{{Infobox Resource | name = North American News Text Corpus
| path = /fs/clip-corpora/north_american_news
| owner = zeman
}}
The **North American News Text Corpus (NANTC)** is a large collection of English newswire text, published by the Linguistic Data Consortium (Graff, 1995; LDC95T21). Our copy resides in
/fs/clip-corpora/north_american_news
Note: In the following text, ''$PARSINGROOT'' is the path to your working copy of the parsing SVN repository. ''$TOOLS'' refers to ''$PARSINGROOT/tools''.
=====Corpus preprocessing=====
We have used the North American News Text Corpus as a source of large English text for the [[Self-Training|Self-Training Experiment]]. McClosky et al. (who were the first to do the experiment) say it is "24,000,000 unlabeled sentences from various news sources," and they only use the //Los Angeles Times / Washington Post// part of it.
The NANTC consists of 3602 gzipped files. When gunzipped, the total size is 1.76 GB.
The LATWP part is almost 500 MB. There are 1,746,626 SGML-marked paragraphs. I converted the SGML to plain text where each line corresponds to one paragraph:
$TOOLS/nant2txt.pl latwp.sgml > latwp.txt
There is a number of SGML entities. I do not have their definitions and thus cannot convert them to meaningful characters. But I want to get rid of them in a way that hurts parsing the least. Tokenization would split them into three tokens (''& ENTITY ;''). One token would be better. My guess is that the entities have functions similar to punctuation, so I replace them by a single dash. Only ''&'' is replaced by ''&''.
perl -pe 'while(s/(&\S*?;)//) { print "$1\n" } $_ = ""' < north_american_news_text.sgml | sort -u
&2$; & &Cx05; &Cx06; &Cx15; &Cx17; &Cx18; &Cx1a; &Cx1b; &D0; &D1; &D2; &D3; &D4; &FS; &G; &Gov; &Gr; &HT; &Inc; &L;
&LR; &MD; &P; &P); &QC; &QL; &QR; &Reed:Growth; &Reed:Intl; &T; &TF; &TL; &T:SmallCoGrwth; &UR; &x28; &xb0; &xb1; &xb2; &xb3; &xb4; &xb5; &xb6; &xb7; &xb8; &xb9; &xba; &xbb; &xbc; &xbd; &xbe; &xc6; &xd0; &xd7; &xde; &xe6; &xf0; &xfe;
Tokenization using ''$HIEROROOT/preprocess/tokenizeE.pl'' takes a //long time//. I modified the script to autoflush its output in the hope that I could [[ClusterExampleScripts#Automatic_Parallelization|parallelize]] it using Adam's ''$HIEROROOT/cluster_tools/parallelize.sh''. Unfortunately, the output had about 180,000 lines less than the input. I am running it again, non-parallel.

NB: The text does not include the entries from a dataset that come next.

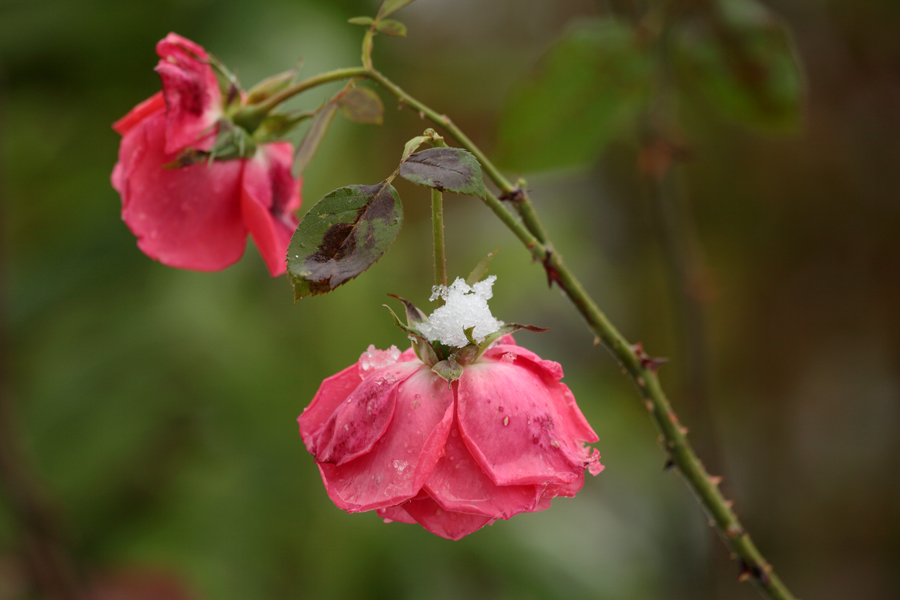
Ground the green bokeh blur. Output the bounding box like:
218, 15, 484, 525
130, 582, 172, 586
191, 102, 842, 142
0, 0, 900, 600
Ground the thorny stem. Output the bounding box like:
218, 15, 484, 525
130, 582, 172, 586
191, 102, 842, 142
431, 189, 447, 286
366, 70, 794, 600
251, 58, 795, 600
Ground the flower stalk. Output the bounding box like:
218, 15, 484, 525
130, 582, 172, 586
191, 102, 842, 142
431, 189, 447, 286
188, 35, 794, 600
365, 70, 794, 600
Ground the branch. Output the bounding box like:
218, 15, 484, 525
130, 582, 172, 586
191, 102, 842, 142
365, 69, 794, 600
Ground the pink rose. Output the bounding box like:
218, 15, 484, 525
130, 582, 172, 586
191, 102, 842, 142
297, 336, 603, 540
112, 33, 300, 277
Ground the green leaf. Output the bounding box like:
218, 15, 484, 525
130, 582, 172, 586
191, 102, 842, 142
431, 356, 463, 384
288, 181, 403, 300
400, 148, 487, 197
375, 19, 406, 37
337, 88, 384, 125
673, 0, 805, 132
293, 102, 338, 176
466, 249, 500, 286
347, 17, 375, 27
383, 304, 440, 366
388, 294, 428, 327
375, 0, 413, 21
498, 18, 653, 172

$TOOLS/tokenizeE.pl - - < latwp.txt > latwp.02.tok.txt
$TOOLS/count_words.pl < latwp.02.tok.txt
There are 90,471,928 words (token occurrences) and 442,423 word types.
Sentence boundaries are not tagged. We used a simple rule-based script to find them. Every line in its output contains exactly one sentence.
$TOOLS/find_sentences.pl < latwp.02.tok.txt > latwp.03.sent.txt
There are 3,133,554 sentences. Average number of tokens per sentence is 29 (higher than in the Penn Treebank Wall Street Journal data). There are some very long sentences: 18,222 sentences have more than 100 tokens. The longest sentence has 450 tokens.
Improved sentence delimiting (period + quote etc.):
$TOOLS/find_sentences.pl < latwp.02.tok.txt > latwp.03b.sent.txt
Now there are 3,722,125 sentences. 2,527 sentences have more than 100 tokens and 2 sentences have more than 400 tokens. We discard all sentences longer than 40 tokens and sentences containing more than 40 % of words containing dashes or numbers:
$TOOLS/discard_long_bad_sentences.pl < latwp.03b.sent.txt > latwp.04.clean.txt
The new corpus contains 61,260,818 words, 273,704 word types, and 3,143,433 sentences. The longest sentence has 40 tokens, average is 19 tokens per sentence.